Noting that previous versions of the programme had not yielded encouraging metrics, such as sustained engagement between mentor-mentee pairings, Patel called on Joanne and her business partner, Matt Shelley, who together founded the Sandton Coaching Centre in 2010. The pair collaborated with Patel to a produce a pilot programme encoded with the DNA of 36 years’ worth of experience in psychotherapy, coaching and leadership development. It launched in the latter half of 2017 and culminated in the first of 2018 with a final satisfaction survey indicating that mentees were at least 90% satisfied with their mentorship journey. These metrics contributed to the eventual pitch made to SAICA advocating for the programme’s extension. By 2019, the programme had grown to include a cohort of 29 mentors and 28 mentees (out of 120 applications). It also included a new group of participants called ambassadors – six mentors on the pilot who had decided to take on the additional tasks of working on the programme from behind the scenes. For the 2020 programme, 150 applications were received for the programme, which now extends beyond Gauteng province after the launch of the KwaZulu-Natal chapter in June of this year.
Sliding doors
The mentorship programme’s story is a reminder of how chance encounters can lead us onto pathways of personal transformation and the formation of effective relationships. These pathways illustrate the importance of thresholds – barriers between what we believe we know an, the opportunities for growth which lie beyond. Like the doors to an elevator, opportunity is a function of time which can only be grasped when we are prepared to recognise it and leap. It reminds me of a film I once saw starring the Oscar-winning American actress Gwyneth Paltrow.

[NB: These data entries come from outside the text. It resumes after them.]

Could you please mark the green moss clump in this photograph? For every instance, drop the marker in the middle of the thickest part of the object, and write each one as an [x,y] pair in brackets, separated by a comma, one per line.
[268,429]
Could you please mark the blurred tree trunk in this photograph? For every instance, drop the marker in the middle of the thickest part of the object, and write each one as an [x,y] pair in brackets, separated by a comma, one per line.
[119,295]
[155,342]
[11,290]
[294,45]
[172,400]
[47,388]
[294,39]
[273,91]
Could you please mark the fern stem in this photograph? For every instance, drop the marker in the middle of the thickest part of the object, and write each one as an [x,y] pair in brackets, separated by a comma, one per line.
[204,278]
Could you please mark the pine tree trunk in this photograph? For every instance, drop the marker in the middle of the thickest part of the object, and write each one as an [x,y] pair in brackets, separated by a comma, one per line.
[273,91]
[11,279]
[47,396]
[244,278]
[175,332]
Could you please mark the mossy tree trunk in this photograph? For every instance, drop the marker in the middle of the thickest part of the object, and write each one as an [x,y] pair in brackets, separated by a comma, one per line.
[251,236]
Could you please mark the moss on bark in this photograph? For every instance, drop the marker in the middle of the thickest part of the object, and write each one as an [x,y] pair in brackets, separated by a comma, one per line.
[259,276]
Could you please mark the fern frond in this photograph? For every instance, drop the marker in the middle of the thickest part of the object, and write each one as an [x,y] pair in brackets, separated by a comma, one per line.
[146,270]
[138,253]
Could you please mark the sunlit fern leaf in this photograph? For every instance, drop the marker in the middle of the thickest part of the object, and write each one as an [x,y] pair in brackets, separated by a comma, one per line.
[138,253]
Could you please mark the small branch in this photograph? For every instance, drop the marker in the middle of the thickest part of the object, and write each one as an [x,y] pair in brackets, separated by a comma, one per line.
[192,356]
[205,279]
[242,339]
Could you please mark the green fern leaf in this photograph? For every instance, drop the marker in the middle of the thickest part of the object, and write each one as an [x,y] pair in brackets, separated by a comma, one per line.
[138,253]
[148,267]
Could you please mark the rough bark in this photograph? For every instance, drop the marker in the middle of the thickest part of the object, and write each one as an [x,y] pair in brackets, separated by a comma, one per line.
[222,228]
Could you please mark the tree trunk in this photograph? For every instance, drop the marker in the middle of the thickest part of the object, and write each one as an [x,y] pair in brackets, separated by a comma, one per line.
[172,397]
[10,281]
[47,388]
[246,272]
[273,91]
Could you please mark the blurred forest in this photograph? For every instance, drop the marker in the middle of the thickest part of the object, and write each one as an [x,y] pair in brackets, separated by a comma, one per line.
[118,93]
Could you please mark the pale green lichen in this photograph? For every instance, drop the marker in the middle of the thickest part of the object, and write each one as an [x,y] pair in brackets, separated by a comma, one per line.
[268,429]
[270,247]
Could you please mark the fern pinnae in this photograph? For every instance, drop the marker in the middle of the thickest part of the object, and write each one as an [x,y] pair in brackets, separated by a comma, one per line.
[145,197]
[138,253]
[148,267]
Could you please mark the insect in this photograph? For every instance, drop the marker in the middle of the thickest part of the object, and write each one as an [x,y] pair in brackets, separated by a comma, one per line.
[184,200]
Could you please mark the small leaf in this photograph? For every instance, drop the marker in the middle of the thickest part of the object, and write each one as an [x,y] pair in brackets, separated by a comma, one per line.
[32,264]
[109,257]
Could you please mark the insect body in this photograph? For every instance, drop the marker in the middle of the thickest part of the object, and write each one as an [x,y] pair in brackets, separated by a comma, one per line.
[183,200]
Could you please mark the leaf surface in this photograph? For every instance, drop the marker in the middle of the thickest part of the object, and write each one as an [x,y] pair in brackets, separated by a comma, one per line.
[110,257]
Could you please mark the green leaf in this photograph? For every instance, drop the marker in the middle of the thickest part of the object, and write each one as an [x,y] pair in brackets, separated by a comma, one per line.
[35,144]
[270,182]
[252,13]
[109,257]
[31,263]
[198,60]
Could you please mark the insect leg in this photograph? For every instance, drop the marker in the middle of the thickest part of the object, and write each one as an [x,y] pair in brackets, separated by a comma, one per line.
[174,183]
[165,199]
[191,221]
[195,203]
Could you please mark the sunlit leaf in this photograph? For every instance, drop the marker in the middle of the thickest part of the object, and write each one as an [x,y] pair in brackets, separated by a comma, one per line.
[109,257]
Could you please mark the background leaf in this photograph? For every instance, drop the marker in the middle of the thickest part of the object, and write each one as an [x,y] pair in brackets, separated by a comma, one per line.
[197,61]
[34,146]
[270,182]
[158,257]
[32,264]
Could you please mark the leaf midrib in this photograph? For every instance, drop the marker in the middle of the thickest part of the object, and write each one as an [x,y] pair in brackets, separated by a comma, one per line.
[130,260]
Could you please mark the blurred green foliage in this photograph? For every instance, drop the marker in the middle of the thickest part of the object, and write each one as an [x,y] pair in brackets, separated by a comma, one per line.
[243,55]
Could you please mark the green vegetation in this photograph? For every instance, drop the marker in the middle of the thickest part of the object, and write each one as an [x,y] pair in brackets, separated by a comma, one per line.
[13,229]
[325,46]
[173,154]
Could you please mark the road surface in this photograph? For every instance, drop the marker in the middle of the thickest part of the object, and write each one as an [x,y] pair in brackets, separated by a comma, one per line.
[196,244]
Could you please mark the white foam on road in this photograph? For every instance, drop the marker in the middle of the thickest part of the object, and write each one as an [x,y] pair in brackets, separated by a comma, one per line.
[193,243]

In the film Sliding Doors, Paltrow starred as a public relations professional having one of the worst days of her life. The film follows Paltrow’s ‘Helen’ on the day that she is fired from her job when a dropped earring in front of a set of elevator doors determines the course of her future. What follows are depictions of alternative futures for Helen – one in which the dropped earring triggers a chain of events which leads her to identify a significant sign that she needs to prioritise her development and seek out better relationships to live a more fulfilling life. The other journey is one in which she does not drop her earring, continues life on the same trajectory and ignores subtler signs that fear of uncertainty is stunting her development. Both journeys arrive at the same inevitable conclusion – a life in which she is a more conscious and productive traveller. The former gets Helen there more quickly.

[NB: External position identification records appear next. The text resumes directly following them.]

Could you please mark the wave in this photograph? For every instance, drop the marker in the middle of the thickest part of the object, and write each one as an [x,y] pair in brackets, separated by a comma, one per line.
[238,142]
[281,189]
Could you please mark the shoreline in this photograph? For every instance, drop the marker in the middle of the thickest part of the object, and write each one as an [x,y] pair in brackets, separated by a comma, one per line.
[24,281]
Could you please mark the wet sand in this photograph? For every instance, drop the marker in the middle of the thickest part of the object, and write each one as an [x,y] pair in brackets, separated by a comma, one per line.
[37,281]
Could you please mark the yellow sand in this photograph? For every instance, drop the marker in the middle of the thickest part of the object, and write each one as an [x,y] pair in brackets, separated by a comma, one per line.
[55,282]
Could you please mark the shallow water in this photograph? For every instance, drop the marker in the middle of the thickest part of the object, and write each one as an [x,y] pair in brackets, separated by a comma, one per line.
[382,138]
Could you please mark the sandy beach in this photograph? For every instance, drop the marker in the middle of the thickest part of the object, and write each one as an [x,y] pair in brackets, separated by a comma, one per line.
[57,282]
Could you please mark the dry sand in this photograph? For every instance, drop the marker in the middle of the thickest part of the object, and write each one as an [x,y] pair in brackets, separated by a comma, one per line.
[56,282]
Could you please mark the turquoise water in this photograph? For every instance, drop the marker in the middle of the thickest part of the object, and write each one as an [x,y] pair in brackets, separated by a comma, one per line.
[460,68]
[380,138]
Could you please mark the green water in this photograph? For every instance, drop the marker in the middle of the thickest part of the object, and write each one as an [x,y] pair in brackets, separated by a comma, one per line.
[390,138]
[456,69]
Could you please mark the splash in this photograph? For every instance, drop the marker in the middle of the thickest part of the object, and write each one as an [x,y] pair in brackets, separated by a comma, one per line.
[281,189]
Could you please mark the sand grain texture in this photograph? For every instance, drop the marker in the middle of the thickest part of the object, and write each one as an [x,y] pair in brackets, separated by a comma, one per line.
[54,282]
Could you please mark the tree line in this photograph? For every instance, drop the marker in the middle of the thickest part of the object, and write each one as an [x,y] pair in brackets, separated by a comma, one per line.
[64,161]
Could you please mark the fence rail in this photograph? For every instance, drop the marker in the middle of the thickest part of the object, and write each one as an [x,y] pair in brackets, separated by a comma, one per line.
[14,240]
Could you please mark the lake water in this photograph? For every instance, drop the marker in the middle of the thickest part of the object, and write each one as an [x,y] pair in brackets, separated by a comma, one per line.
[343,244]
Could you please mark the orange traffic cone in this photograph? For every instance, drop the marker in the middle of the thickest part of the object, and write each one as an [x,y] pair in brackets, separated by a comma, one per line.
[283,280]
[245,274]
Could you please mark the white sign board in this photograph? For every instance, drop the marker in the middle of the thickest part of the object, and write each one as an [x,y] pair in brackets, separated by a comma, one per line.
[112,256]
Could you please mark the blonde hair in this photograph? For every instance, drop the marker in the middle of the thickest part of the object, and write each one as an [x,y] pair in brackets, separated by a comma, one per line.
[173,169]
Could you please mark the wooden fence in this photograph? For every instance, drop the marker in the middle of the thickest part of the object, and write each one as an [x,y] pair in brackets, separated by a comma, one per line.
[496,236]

This short trip into IMDB (Internet Movie Database) history teaches us that whether we identify signs sooner or later, personal development is the inevitable catalyst for how we learn to navigate the uncertainty of thresholds between two different states. Our pathways to relevance or possibility feature a number of thresholds and dropped earrings. They appear in individual human journeys and the trajectory of a community of professionals. These journeys intersect and are all at the mercy of time. While the story of the SAICA mentorship programme has yet to become a screenplay or film, it does however inspire a soundtrack choice −ne which embodies the willingness to be the bridge between two states. It might be (it is still too early for final cut decisions) the late jazz icon Hugh Masekela’s tune Thuma Mina in which he declares: ‘I wanna be there when the people start to turn it around … I wanna lend a hand.’